Jacobs never saw the footage he filmed again. Was it taken to an Indiana Jones-like warehouse, where the government keeps all the controversial footage of UFOs? The ones which would not be so easily dismissed by skeptics claiming it was a freakish reflection in the camera lens, or an old hub cap thrown in the air?
Was it perhaps destroyed?
Until such revelatory material is not openly released by the MoD and their colleagues in the United States, can we honestly talk about a UFO "Disclosure with a small 'd'"? Or is it more like "( )isclosure", because even the small 'd' is still absent and classified with a Top Secret/Eyes Only seal?
Is it too much to ask that the MoD released the Calvine UFO picture, and the Air Force published a Youtube video of the Big Sur UFO film, even if they openly acknowledged their ignorance about the nature of the objects depicted in them? After all, we already have examples of official departments of UFO investigation, like the CEFAA in Chile, endorsing photographs of UFOs and backing their authenticity, without speculating about the possible nature and origin of the object captured in the picture.
Perhaps it is too much to ask.

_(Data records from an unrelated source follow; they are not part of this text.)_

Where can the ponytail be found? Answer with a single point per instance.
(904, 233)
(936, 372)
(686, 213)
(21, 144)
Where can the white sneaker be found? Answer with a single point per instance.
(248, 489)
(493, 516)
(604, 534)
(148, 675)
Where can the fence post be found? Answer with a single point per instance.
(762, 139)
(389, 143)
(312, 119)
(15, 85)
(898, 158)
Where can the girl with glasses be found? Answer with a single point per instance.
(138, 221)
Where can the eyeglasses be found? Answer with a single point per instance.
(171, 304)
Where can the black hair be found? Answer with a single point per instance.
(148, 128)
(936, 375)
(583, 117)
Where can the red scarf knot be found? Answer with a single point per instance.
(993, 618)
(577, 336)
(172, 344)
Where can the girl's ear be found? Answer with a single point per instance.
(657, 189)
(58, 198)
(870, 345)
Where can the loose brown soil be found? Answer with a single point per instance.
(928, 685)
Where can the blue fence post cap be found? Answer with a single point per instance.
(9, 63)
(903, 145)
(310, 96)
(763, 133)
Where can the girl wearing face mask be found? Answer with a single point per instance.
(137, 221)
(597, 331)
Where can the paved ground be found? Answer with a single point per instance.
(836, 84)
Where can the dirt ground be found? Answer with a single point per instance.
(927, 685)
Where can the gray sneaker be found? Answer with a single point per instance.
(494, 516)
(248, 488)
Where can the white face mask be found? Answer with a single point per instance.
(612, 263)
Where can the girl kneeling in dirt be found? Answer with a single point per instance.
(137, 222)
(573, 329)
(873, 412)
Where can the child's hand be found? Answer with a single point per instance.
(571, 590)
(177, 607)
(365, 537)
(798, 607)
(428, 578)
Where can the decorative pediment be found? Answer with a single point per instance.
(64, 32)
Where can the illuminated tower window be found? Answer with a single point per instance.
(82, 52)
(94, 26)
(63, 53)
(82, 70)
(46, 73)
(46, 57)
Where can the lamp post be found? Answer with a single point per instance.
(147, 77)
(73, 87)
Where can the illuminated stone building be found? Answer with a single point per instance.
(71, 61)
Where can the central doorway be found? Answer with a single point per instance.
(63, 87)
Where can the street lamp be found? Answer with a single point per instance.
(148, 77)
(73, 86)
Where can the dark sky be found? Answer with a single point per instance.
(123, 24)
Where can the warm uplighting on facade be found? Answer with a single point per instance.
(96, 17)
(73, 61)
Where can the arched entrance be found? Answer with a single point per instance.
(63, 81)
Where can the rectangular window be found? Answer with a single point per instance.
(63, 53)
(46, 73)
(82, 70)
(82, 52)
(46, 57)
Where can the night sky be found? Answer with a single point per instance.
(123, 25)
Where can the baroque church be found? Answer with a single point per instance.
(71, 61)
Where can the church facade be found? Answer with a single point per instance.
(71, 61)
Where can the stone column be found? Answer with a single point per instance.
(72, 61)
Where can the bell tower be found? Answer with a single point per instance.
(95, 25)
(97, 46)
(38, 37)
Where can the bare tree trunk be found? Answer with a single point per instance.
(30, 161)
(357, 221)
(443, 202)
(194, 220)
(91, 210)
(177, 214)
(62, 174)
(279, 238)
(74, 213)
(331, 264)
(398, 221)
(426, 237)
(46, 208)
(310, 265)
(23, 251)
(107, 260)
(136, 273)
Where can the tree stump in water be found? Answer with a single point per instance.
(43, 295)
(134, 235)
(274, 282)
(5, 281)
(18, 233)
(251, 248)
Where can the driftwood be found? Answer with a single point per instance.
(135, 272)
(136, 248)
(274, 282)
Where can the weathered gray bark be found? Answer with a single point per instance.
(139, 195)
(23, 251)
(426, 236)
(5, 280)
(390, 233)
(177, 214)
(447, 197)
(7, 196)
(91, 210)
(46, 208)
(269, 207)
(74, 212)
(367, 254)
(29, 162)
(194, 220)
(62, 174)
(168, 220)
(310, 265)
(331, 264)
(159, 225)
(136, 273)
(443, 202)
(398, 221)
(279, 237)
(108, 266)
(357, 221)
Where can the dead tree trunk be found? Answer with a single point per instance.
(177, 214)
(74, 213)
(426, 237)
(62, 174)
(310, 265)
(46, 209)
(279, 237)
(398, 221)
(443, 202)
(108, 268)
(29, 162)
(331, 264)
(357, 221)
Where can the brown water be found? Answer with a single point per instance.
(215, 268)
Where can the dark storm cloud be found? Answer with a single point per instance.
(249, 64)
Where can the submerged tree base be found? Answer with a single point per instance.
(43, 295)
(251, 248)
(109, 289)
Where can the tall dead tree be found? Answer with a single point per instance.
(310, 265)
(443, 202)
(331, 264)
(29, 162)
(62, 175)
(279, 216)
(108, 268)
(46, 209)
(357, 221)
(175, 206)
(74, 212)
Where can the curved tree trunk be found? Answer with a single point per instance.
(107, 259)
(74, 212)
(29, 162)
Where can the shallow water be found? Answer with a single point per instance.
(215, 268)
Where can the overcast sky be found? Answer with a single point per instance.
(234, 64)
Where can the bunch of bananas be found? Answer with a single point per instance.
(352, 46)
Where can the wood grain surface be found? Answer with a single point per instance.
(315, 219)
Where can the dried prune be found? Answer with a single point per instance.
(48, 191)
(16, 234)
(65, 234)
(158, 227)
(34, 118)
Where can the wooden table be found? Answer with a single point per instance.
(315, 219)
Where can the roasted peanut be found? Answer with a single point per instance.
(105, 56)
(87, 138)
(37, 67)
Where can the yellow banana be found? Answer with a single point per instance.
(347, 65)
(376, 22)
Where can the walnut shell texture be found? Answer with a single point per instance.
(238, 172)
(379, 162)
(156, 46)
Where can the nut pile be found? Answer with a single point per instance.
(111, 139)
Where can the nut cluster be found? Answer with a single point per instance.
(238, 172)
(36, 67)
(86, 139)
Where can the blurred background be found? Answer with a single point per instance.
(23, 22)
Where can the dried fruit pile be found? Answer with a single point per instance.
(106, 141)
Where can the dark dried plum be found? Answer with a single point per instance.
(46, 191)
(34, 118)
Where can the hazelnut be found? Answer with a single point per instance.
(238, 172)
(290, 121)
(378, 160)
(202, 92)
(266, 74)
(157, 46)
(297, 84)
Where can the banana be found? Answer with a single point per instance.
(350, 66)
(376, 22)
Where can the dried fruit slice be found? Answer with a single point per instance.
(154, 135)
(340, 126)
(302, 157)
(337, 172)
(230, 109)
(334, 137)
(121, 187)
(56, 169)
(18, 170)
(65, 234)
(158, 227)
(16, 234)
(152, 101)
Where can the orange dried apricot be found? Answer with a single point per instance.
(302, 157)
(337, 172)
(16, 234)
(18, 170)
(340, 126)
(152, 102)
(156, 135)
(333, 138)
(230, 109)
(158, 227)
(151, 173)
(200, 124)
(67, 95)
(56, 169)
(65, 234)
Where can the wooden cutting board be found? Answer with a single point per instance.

Perhaps Richard Dolan and Bryce Zabel are still correct in what they wrote in their book A.D. After Disclosure, in that you cannot only have "a little disclosure", just the same way as you cannot only be "a little pregnant."
Because at the end of the day, the mystery of the UFOs remains a poisoned apple threatening the health of our social hierarchies. With their constant trespassing of national airspace of many countries, and incursions inside restricted facilities --like the Bentwaters/Woodbridge military bases near which the Rendlesham incident took place-- this phenomenon and the intelligence or intelligences controlling it, undermine the credibility and authority of our government institutions by their sole existence alone.
Just like in the movie Dark Knight, UFOs are the disc-shaped, multicolored brethren of the Joker. Their very nature makes them agents of Chaos and the ultimate symbol of Anarchy --the damn things won't even respect the law of GRAVITY for crying out loud!
Because of this, for me it's more easy to conceive the disappearance of the Nation-State as we currently know it, than to see those states openly acknowledge the existence of UFOs, and by doing that disclosing their complete incompetence in trying to control the comings and goings of these objects.
Stop waiting for official hand-me-downs then, and let's put a smile on the face of the Status Quo!